What GKE Inference Gateway Is and Why It Matters
Google Kubernetes Engine (GKE) with Inference Gateway is an inference-aware Kubernetes AI deployment stack that optimizes load balancing, cache use, and latency for large language model production workloads. It builds on standard GKE but adds routing logic tailored to LLM traffic patterns, which often include multi-turn chat, retrieval-augmented generation, and repeated context segments. In a hands-on benchmark by Principled Technologies, GKE with Inference Gateway was compared directly with Amazon Elastic Kubernetes Service (EKS) using a standard HTTP load balancer. Both environments ran the same inference engine for the Llama 3.1-8B Instruct model on identical hardware, backed by eight NVIDIA A100 40GB GPUs. This controlled setup makes the results important for enterprises evaluating EKS vs GKE comparison scenarios, because any GKE inference performance gains stem from software-level optimizations rather than stronger hardware or larger clusters.
Key Performance Results: Throughput, Latency, and Stability
The benchmark data indicates a clear GKE inference performance advantage. Principled Technologies reported that GKE with Inference Gateway delivered 15.7% higher output token throughput than the EKS setup, processing roughly 1,000 more tokens per second on the same eight A100 GPUs. They also found a 92.8% lower time to first token, with GKE reducing mean TTFT by more than 2,000 milliseconds, which directly affects perceived responsiveness in interactive AI applications. Inter-token latency improved as well: GKE achieved 62.6% lower ITL, leading to smoother streaming responses once generation began. Critically for production systems, tail latency also dropped sharply, with up to 83.9% lower 95th-percentile latency and 67.0% lower 95th-percentile normalized time per output token. These metrics highlight not only faster averages but more stable performance under load, which helps avoid sporadically slow responses that frustrate users.

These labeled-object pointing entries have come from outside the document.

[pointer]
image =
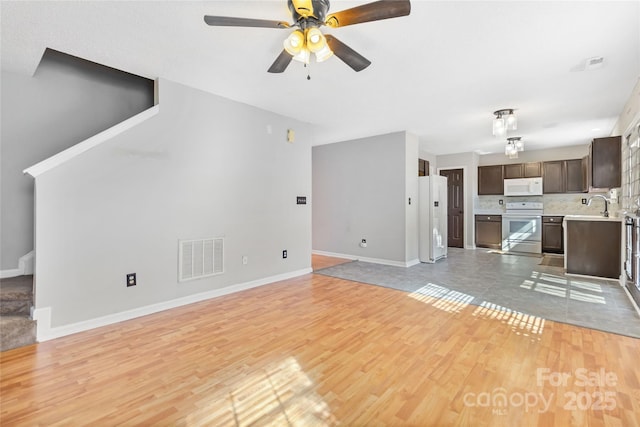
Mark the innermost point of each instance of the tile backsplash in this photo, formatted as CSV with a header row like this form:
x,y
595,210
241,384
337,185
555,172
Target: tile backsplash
x,y
554,204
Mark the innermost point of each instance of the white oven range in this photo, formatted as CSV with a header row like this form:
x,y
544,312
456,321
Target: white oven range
x,y
522,227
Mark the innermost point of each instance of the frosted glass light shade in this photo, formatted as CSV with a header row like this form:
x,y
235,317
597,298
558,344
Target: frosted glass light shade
x,y
499,127
511,121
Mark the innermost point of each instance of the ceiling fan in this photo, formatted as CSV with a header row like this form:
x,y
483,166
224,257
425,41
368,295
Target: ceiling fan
x,y
309,16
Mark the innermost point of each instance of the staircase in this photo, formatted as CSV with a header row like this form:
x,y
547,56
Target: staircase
x,y
17,329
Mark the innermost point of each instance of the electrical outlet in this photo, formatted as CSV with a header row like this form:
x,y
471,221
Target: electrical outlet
x,y
131,279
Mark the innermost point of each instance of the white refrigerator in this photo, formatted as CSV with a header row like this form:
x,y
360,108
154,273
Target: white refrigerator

How Inference-Aware Routing Drives LLM Inference Optimization
The performance gap between EKS and GKE in this test does not come from different GPUs, but from how each platform distributes requests. GKE’s Inference Gateway includes inference-aware optimizations such as prefix-cache-aware routing, which directs requests with shared context to the same model replica. This design improves cache locality and reduces repeated computation for similar prompts, a common pattern in document Q&A, template-based generation, and multi-turn conversations. By aligning routing with LLM cache behavior, enterprises can use GPU and TPU accelerators more efficiently, boosting throughput while cutting latency. In contrast, a standard HTTP load balancer, like the one used in the EKS configuration, treats inference traffic as generic HTTP requests and does not optimize for shared prefixes or streaming patterns. For organizations focused on LLM inference optimization, routing that understands the structure of prompts is becoming as important as the underlying hardware.

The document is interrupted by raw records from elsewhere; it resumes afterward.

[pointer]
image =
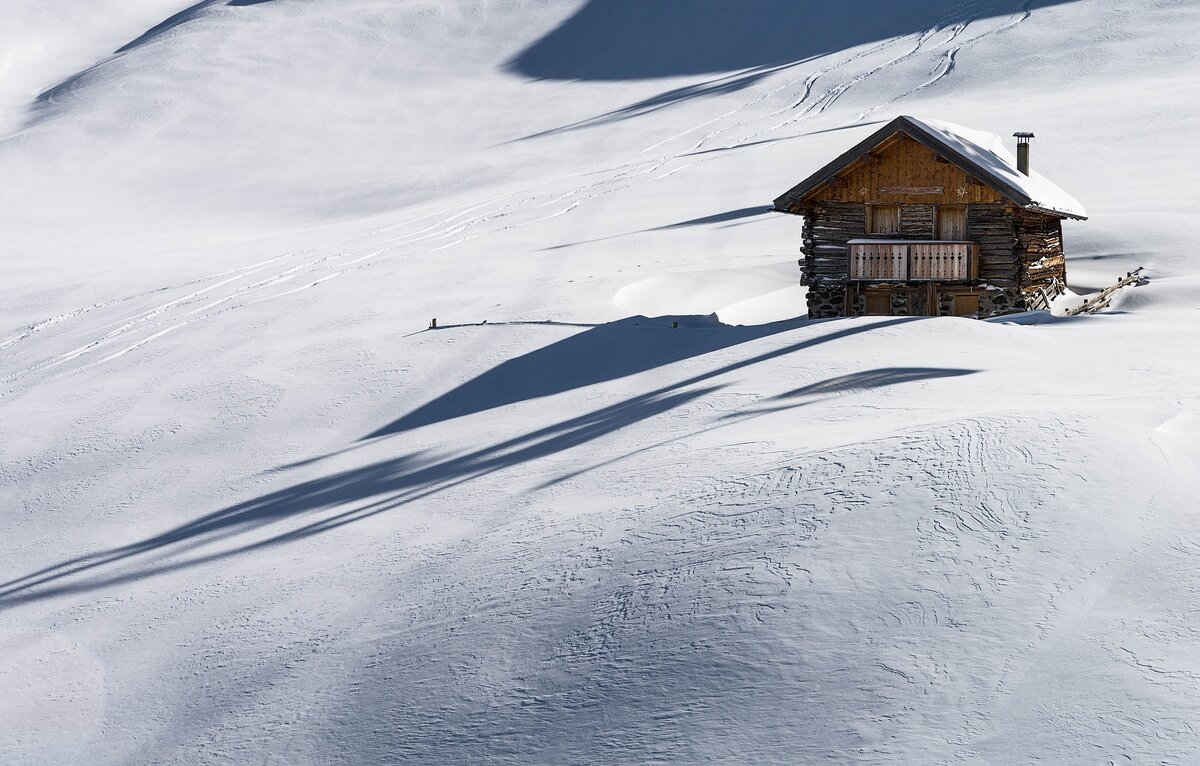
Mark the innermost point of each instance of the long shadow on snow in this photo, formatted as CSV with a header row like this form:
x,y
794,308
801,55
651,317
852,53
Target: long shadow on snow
x,y
383,485
605,352
615,40
54,94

Implications for Enterprise-Scale AI Inference Infrastructure
For enterprises running large language models at scale, the EKS vs GKE comparison in this benchmark has direct operational implications. Higher token throughput means more requests served per second or fewer GPUs needed for a given load, which can translate into improved cost efficiency even when hardware remains identical. Lower time to first token and inter-token latency are critical for chatbots, streaming assistants, and RAG applications where human users quickly notice delays. Tail latency improvements reduce rare but painful long waits that can violate service-level objectives. According to Principled Technologies, companies with workloads where requests commonly share prefixes or benefit from cache locality “should consider GKE with GKE Inference Gateway to improve responsiveness, capacity, and cost efficiency on equivalent GPU hardware.” As generative AI moves deeper into production, choosing a Kubernetes AI deployment platform that is inference-aware is becoming a strategic decision, not a minor tuning detail.